The irony of this passage is that the words presented are much more than that; they are images that signify the means of killing. The horror of the world, in this case, is a loaded phrase that could allude to war, or the inhumanity that is required to carry out such a war.
“We were never very demonstrative in our family; poor folk who toil and are full of cares are not so. It is not their way to protest what they already know.”
The distinction between people of different social classes is once again prominent in this comment. Also, Paul alludes to how spoken language is not always the most reliable form of communication, especially between people of the same background and circumstances.
“But now I see that I have been crushed without knowing it. I find I do not belong here anymore, it is a foreign world.”
Paul’s return home is a cold realization. He almost immediately understands that he is a changed man; that the world he used to inhabit is no longer one that is for him because of what he has witnessed at the front.
“If only they would not look at one so—What great misery can be in two such small spots, no bigger than a man’s thumb—in their eyes.”

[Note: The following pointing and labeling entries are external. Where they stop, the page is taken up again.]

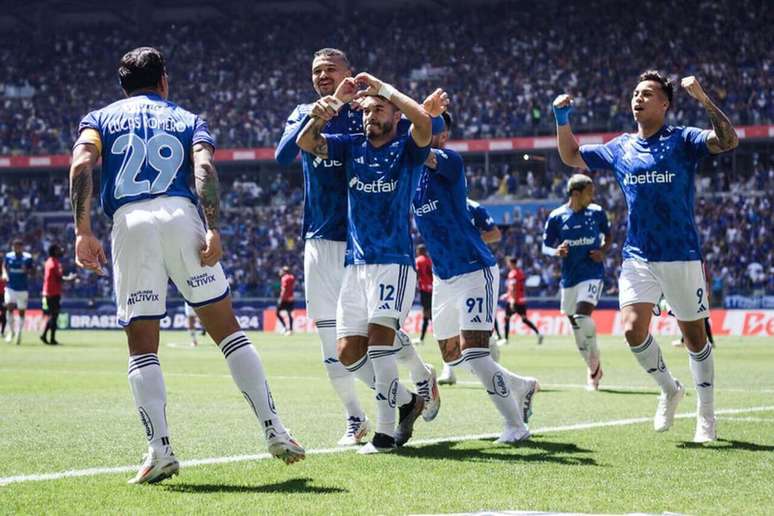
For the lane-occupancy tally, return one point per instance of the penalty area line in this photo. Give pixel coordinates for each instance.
(90, 472)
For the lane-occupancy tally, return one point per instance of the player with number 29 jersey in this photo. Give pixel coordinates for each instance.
(145, 143)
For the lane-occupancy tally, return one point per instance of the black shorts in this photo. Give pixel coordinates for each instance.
(426, 298)
(51, 304)
(516, 308)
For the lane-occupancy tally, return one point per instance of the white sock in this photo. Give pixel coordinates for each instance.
(585, 332)
(247, 371)
(702, 364)
(390, 394)
(648, 354)
(409, 357)
(150, 398)
(363, 369)
(342, 380)
(495, 382)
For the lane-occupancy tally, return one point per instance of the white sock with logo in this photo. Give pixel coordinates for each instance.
(409, 357)
(150, 398)
(247, 371)
(390, 394)
(702, 364)
(342, 380)
(496, 383)
(648, 354)
(585, 332)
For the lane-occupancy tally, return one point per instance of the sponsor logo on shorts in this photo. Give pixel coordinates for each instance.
(200, 280)
(499, 386)
(142, 296)
(392, 394)
(146, 422)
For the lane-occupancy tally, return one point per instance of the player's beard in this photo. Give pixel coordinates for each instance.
(376, 130)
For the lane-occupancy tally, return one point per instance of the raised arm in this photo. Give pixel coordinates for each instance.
(569, 150)
(88, 249)
(208, 190)
(723, 136)
(421, 125)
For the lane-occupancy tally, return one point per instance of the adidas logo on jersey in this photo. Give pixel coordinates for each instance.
(378, 186)
(327, 163)
(648, 178)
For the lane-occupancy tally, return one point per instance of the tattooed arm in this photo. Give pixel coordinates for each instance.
(208, 190)
(311, 139)
(723, 137)
(88, 249)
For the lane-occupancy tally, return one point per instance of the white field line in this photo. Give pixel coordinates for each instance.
(89, 472)
(579, 386)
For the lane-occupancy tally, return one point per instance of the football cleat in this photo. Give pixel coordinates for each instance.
(666, 408)
(285, 448)
(705, 428)
(407, 416)
(447, 376)
(513, 434)
(381, 443)
(357, 429)
(524, 392)
(429, 392)
(156, 466)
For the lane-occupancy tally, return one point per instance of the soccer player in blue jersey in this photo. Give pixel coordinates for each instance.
(655, 168)
(325, 235)
(465, 285)
(149, 146)
(17, 267)
(379, 281)
(578, 232)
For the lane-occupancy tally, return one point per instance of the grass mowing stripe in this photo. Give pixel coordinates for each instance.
(322, 451)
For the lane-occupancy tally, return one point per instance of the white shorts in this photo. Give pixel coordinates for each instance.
(584, 292)
(374, 291)
(682, 284)
(153, 241)
(323, 275)
(16, 297)
(465, 302)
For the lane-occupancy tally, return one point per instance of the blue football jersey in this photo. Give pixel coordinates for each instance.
(657, 178)
(325, 180)
(443, 218)
(480, 217)
(146, 149)
(17, 267)
(583, 231)
(380, 182)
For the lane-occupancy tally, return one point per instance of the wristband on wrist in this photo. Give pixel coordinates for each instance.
(386, 91)
(562, 114)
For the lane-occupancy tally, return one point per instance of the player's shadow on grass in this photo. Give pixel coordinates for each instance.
(535, 450)
(727, 445)
(294, 485)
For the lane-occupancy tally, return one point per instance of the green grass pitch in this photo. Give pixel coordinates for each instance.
(69, 408)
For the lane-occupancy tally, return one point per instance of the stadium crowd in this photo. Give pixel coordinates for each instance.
(245, 81)
(262, 232)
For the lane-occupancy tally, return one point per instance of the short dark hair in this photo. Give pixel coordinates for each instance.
(448, 120)
(333, 52)
(666, 85)
(141, 68)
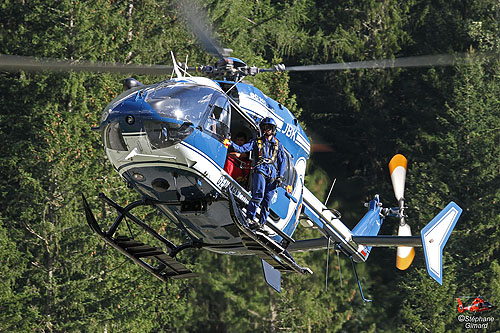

Paul speaks of the Russian prisoners here. He recognizes in them the universal language of suffering, and where the unmistakable truth of that suffering resides. This moment develops the theme “The Hypocrisy of War.”
“Just think of those pamphlets the prisoners have on them, where it says that we eat Belgian children. The fellows who write those lies ought to go out and hang themselves. They are real culprits.”
Paul refers to the use of propaganda as a means by which those who would send others’ sons to war must whip up support. In this case, the Russian prisoners have the pamphlets, and these demonstrate that fear of an unknown enemy can be turned into motivation to fight.
“Comrade, I did not want to kill you. If you jumped in here again, I would not do it, if you would be sensible too. But you were only an idea to me before, an abstraction that lived in my mind.”
Paul comes face-to-face with the enemy in the shell hole. He immediately expresses remorse for stabbing the man, and his rationalization that the man was only an abstraction before indicates how trench warfare is a highly impersonal method of warfare dependent on dehumanization.
“Through the years our business has been killing; it was our first calling in life. Our knowledge of life is limited to death. What will happen afterwards? And what shall come out of us?”
These are existential questions Paul raises. If there is an “afterwards,” the survivors are forced to live with the consequences of their actions. In light of all that has taken place at the front, these are daunting and perhaps unanswerable questions.
“Here, on the borders of death, life follows an amazingly simple course, it is limited to what is most necessary, all else lies buried in gloomy sleep.”
The men do not have the luxury to allow their thoughts to slip into abstractions. Death is not something remote; it is immediate, and because of its presence, the men can only live their lives from one moment to the next.
“Everyone talks of peace and armistice. All wait. If it again proves an illusion, then they will break up; hope is high, it cannot be taken away again without an upheaval. If there is not peace, then there will be revolution.”
The endurance for this kind of war is running out, at least from the perspective of the men. The rumors of peace, and the growing hope that occurs as a result, build a momentum of their own. The longing for peace at this point is far more powerful than the motivation to fight the war.